Hopefully this will be of benefit to readers of all ages, but we’re going to write with the largest age-group of our readership, which is people who are most likely to have Gen-Z grandkids.
why are we writing about this?
Not only are health and happiness closely linked, and not only is mental health also just health, but… In terms of the healthy longevity secrets of the “Blue Zones”, strong intergenerational connections are usually a feature.
First, the obvious:
Any holiday tensions, of course, don’t usually start with grandkids, and are more likely amongst the adults, but some points of friction can be the same:
- Differences of opinion on political/social/economic issues
- Difference of opinion on parenting/dating choices
- Differences of opinion on life priorities
And yes, by the way, that includes even young teens (and perhaps younger) having opinions on these things—we are living in an information age, and this does mean a lot of information is a lot more accessible than it used to be, including for kids. Problems (at all ages) may occur when someone is only really exposed to views from within a certain “bias bubble”, but for better or worse, most people will have an opinion on most well-known things.
As a general rule of thumb, all of these differences of opinion can be shelved if (and only if) those involved seek to avoid conflict.
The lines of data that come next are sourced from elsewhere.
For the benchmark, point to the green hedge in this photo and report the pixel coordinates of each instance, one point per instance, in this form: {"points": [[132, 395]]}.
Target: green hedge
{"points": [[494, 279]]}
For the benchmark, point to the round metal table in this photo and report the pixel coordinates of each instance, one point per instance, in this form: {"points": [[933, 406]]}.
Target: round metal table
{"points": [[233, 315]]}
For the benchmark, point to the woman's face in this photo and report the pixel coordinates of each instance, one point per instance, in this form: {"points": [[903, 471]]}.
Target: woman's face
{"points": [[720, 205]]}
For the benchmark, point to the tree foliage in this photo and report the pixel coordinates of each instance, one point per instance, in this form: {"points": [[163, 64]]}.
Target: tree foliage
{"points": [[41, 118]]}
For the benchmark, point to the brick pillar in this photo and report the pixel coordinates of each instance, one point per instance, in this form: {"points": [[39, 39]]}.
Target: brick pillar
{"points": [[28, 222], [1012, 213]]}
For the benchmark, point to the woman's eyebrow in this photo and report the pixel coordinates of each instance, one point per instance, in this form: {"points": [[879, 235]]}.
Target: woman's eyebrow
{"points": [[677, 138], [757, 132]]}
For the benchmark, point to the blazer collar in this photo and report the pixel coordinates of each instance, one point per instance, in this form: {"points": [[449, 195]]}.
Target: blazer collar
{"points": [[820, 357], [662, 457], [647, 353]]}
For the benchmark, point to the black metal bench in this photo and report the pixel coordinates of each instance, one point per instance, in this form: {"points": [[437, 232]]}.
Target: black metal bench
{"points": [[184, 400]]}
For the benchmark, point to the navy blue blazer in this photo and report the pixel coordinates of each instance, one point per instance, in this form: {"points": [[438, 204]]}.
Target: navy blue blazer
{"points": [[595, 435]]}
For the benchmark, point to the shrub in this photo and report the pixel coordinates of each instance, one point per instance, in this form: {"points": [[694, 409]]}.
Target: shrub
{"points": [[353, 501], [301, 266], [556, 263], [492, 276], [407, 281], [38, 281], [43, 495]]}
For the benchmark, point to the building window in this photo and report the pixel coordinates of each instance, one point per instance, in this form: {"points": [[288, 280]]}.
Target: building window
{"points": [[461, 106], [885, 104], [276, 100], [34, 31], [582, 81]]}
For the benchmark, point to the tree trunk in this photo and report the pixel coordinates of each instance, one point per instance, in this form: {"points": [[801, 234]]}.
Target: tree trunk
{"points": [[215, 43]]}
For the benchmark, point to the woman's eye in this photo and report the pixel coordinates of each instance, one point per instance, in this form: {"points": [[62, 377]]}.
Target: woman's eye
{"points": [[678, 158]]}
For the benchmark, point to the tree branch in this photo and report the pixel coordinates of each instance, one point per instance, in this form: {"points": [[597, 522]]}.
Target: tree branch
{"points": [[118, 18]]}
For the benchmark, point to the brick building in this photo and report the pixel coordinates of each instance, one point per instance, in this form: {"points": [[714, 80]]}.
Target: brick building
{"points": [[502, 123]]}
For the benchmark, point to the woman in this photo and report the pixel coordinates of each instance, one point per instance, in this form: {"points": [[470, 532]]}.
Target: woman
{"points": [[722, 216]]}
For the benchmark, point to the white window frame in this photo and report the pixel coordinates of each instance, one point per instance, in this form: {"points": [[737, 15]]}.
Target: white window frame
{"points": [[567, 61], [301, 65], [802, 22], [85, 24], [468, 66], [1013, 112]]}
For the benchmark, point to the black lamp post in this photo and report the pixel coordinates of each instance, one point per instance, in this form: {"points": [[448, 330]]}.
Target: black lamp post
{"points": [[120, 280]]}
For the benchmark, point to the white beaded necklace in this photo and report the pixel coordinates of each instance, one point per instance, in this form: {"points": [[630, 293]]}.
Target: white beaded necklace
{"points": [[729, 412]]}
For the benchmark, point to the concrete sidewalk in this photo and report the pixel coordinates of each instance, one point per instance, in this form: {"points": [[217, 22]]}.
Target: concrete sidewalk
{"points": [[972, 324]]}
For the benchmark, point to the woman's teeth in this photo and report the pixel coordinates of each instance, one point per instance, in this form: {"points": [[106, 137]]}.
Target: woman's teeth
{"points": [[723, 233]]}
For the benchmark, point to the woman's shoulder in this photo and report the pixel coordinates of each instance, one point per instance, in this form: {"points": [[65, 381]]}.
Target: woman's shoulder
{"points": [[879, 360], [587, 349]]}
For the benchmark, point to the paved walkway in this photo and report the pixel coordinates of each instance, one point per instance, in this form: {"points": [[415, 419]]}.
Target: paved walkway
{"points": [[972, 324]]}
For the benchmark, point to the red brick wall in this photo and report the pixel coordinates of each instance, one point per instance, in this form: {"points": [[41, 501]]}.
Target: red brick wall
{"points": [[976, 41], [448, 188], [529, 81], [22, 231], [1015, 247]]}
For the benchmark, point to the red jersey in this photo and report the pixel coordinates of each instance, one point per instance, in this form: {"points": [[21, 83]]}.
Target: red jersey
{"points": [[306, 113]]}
And while age is no guarantee of maturity, often it’ll be the older person(s) in the strongest position to redirect things. So, have a stack of “safe” topics up your sleeve.
Bonus: you can also have non-conversational distractions up your sleeve! These may be kitchen-related, for example (time to produce something distracting, or if the nascent conflict was only between you and one other person, time to go check on something, thus removing yourself from the situation).
Next, about “family time” and technology
It can be tempting to try to have a “phones away” rule, but this will tend to only exacerbate a younger person’s withdrawal.
Better: ask (with a tone of cheerful curiosity, not accusation) about what captures their attention so. Ask about their favorite YouTubers or TikTokers or whatever it is that it is for them. Learn about that Subreddit.
Or maybe (more likely for Millennials) they were following what is going on in the world via social media, which takes on an intermediary role for the delivery of world news. Hopefully this won’t run into the differences of opinion that we mentioned up top, but it could also be a perfectly good avenue of conversation, and maybe there’s more common ground than you might expect.
Meanwhile, if you’re the older generation present, chances are your own social media use is more about the human element. That’s great, but watch out:
A common faux pas is taking pictures without asking, let alone posting them online without asking. For many people this may seem an odd thing to object to, but generationally speaking, the younger someone is (down to the upper single digits, anyway) the more likely they might feel strongly about this. So, ask first.
The reason, by the way, is that in this age of digital hypervisibility, what we choose to share online can be a deeply personal thing. And, say what you will about the pros or cons of someone carefully curating an image of how they wish to be seen, shortcutting through that for them with a candid photo posted on Facebook will not endear you to them, even if you can’t see anything wrong with the photo in question, for example.
See also: Make Social Media Work For Your Mental Health
Show an interest, but don’t interrogate
This one doesn’t take too much explanation. If people want to share about their lives, they’ll need only the smallest nudge to do so. If someone passes up an opportunity to talk about something you showed an interest in, chances are they have their own reasons for not wanting to talk about it. This might be hurtful if you feel like they’re keeping you out of their life, but the best way to get them to talk to you is just to be a good listener—not an interrogator that they have to dodge.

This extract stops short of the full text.